Jonathan Fitoussi’s Plein Soleil, on the French label Transversales Disques, is an undulating electronic soundscape of morphing timbres. It reminds me a bit of Morton Subotnick, such as his “A Sky of Cloudless Sulfur” and Silver Apples of the Moon (1968), but with fancier synthesizers and a great deal more driving rhythm. It isn’t what I think of as dance music, though I would certainly be happy to dance to it. I can imagine ballet dancers clad all in black, flitting and flipping and flying about a stage, to this music. It also reminds me of the Pearls Girl Underworld EP from the mid-1990s. The multiple layers of different rhythms, both percussive and melodic synth-like, provide complexity, though each component is simple, especially when one considers there is a lot of rhythmic and melodic repetition.
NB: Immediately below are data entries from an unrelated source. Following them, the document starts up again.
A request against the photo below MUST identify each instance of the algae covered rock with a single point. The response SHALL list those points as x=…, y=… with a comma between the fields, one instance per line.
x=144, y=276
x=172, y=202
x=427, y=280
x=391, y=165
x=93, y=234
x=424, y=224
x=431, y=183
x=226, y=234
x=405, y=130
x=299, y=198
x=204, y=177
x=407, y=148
Timbres change, as they do in Underworld’s “Cherry Pie,” from the Pearls Girl EP. That is almost melodic, since a note on one instrument is not the same as a note on another. A melody of sorts can be made by differences between notes other than pure pitch.
Even simpler than Plein Soleil is the opening to the EP Polaris. A sequencer or loop repeats what seems like a theme in 5/4 time. High-pitched synths come in and out, similar to the beginning of Plein Soleil, but the simplicity of “Polaris 2011” is far greater than anything on Plein Soleil. “Light 2011” has a similar theme to that of “Polaris 2011,” and, offering my best guess, may be in 7/8 time. The shimmering of the synths that sweep in and out of the mix provides the primary source of change, while the sequencer or looped synth provides a constant undergirding rhythm.
I took a college course on “the computer in music,” and I was introduced to the works of Morton Subotnick. I explored electronic art music in a limited way. It offers a different listening experience than electronic dance music does. That is not to say that electronic art music has not been paired with dancing. I leave you with the first of a three-album set of Subotnick’s music, which I have just revisited after a decade or so. “Touch” is astounding to me. It offers a mind-blowingly wide soundstage, far beyond the left and right speakers of my home stereo. The sound comes from a wide sector of a circle. It is surreal to hear and feel. Your mileage may differ. “Gestures” gets into three-dimensional sonic gestures, which reach out all the way to my right ear. I have a two-channel stereo, no surround sound anywhere. The techniques Subotnick must have used in making such music are beyond my imagination. I try to imagine, anyway.